Population density in 2021

Caching

Large datasets, such as LAU or high-resolution files, can exceed 50 MB. Set a cache directory with:

gisco_set_cache_dir("./path/to/location")

Files will be stored locally for faster access.

Contribute

See the GitHub repository for source code.
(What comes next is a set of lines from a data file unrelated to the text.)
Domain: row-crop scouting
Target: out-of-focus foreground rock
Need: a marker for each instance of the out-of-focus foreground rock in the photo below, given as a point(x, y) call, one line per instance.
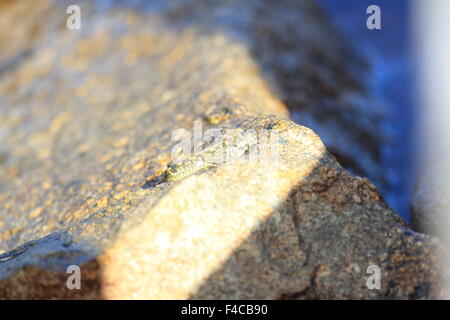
point(86, 123)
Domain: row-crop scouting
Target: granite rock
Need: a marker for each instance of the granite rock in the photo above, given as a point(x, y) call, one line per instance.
point(87, 118)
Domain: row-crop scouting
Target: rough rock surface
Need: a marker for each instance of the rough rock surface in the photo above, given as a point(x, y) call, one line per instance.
point(86, 124)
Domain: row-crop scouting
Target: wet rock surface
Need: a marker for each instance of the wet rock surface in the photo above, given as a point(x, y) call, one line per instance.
point(86, 123)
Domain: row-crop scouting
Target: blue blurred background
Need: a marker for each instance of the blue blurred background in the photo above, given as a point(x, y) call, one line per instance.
point(389, 52)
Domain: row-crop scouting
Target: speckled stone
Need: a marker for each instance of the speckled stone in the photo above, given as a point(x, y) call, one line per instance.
point(86, 124)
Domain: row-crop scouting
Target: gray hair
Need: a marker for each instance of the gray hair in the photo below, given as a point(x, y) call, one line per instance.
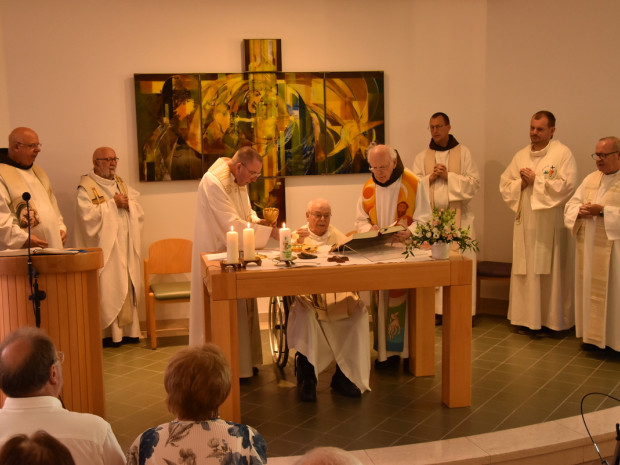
point(23, 377)
point(318, 199)
point(391, 151)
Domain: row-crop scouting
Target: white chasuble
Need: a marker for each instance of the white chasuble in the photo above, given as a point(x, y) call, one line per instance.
point(597, 261)
point(322, 341)
point(541, 284)
point(460, 188)
point(221, 204)
point(117, 232)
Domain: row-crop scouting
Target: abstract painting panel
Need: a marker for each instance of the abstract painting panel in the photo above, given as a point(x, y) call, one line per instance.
point(300, 123)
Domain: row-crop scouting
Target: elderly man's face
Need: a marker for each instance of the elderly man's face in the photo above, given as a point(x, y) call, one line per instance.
point(381, 163)
point(608, 159)
point(540, 133)
point(247, 172)
point(105, 164)
point(440, 131)
point(318, 218)
point(25, 148)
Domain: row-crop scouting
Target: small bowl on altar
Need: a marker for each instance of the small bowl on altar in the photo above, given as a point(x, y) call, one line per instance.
point(271, 214)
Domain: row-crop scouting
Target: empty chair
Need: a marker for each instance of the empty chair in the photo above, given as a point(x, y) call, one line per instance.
point(166, 257)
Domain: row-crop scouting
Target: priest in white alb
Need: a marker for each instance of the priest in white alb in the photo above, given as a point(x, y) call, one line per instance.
point(593, 216)
point(109, 216)
point(324, 328)
point(536, 185)
point(451, 178)
point(18, 176)
point(223, 202)
point(393, 195)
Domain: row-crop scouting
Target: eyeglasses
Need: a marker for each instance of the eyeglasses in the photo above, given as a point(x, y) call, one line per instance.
point(319, 215)
point(380, 168)
point(254, 174)
point(602, 156)
point(31, 146)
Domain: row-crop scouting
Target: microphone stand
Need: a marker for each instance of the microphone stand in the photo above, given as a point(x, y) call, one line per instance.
point(36, 295)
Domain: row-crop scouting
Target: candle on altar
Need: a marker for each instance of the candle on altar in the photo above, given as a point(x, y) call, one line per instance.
point(232, 246)
point(249, 245)
point(286, 246)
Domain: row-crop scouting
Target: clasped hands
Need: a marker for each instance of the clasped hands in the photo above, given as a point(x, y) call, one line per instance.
point(439, 171)
point(274, 231)
point(122, 201)
point(589, 210)
point(527, 177)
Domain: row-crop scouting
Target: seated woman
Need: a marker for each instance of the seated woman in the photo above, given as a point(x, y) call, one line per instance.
point(38, 449)
point(197, 381)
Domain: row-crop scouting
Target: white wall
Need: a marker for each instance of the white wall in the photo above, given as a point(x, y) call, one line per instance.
point(488, 64)
point(560, 56)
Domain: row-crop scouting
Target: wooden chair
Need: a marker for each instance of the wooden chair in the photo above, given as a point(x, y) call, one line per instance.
point(495, 271)
point(166, 257)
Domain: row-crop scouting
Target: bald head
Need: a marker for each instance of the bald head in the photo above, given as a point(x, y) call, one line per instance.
point(382, 160)
point(318, 215)
point(24, 146)
point(105, 162)
point(28, 364)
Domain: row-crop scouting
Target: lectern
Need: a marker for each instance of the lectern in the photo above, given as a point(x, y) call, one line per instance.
point(69, 314)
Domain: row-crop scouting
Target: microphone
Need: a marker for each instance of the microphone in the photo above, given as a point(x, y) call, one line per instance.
point(37, 295)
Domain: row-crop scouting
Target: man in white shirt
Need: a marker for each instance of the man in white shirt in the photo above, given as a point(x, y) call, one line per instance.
point(536, 185)
point(451, 178)
point(109, 216)
point(31, 378)
point(391, 184)
point(320, 330)
point(18, 175)
point(593, 216)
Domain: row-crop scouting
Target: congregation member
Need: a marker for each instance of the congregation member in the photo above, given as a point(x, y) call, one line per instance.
point(109, 216)
point(451, 178)
point(328, 456)
point(390, 184)
point(536, 185)
point(323, 328)
point(197, 381)
point(38, 449)
point(19, 175)
point(31, 377)
point(593, 216)
point(222, 203)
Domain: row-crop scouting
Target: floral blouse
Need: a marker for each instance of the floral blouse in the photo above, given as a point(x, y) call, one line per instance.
point(198, 442)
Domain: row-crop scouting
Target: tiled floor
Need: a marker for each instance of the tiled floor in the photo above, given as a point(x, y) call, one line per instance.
point(517, 380)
Contributions are welcome:

Citation

To cite ‘giscoR’ in publications use:

Hernangómez D (2026). giscoR: Download Geospatial Data from the GISCO API. doi:10.32614/CRAN.package.giscoR https://doi.org/10.32614/CRAN.package.giscoR. https://ropengov.github.io/giscoR/.

A BibTeX entry for LaTeX users is:

@Manual{R-giscoR,
  title = {{giscoR}: Download Geospatial Data from the GISCO API},
  doi = {10.32614/CRAN.package.giscoR},
  author = {Diego Hernangómez},
  year = {2026},
  version = {1.1.0.9000},
  url = {https://ropengov.github.io/giscoR/},
  abstract = {Tools to download global and European geospatial data from Eurostats GISCO (Geographic Information System of the Commission) database <https://ec.europa.eu/eurostat/web/gisco>. The package provides helpers for working with country boundaries, NUTS regions, statistical units, transport networks and other geospatial datasets. This package is not officially related to or endorsed by Eurostat.},
}

Eurostat’s general copyright notice and license policy applies. Some datasets have additional download and usage provisions. The download and use of these data are subject to acceptance of those provisions. See the administrative units and statistical units for more details.

Disclaimer

This package is neither affiliated with nor endorsed by Eurostat. The authors are not responsible for any misuse of the data.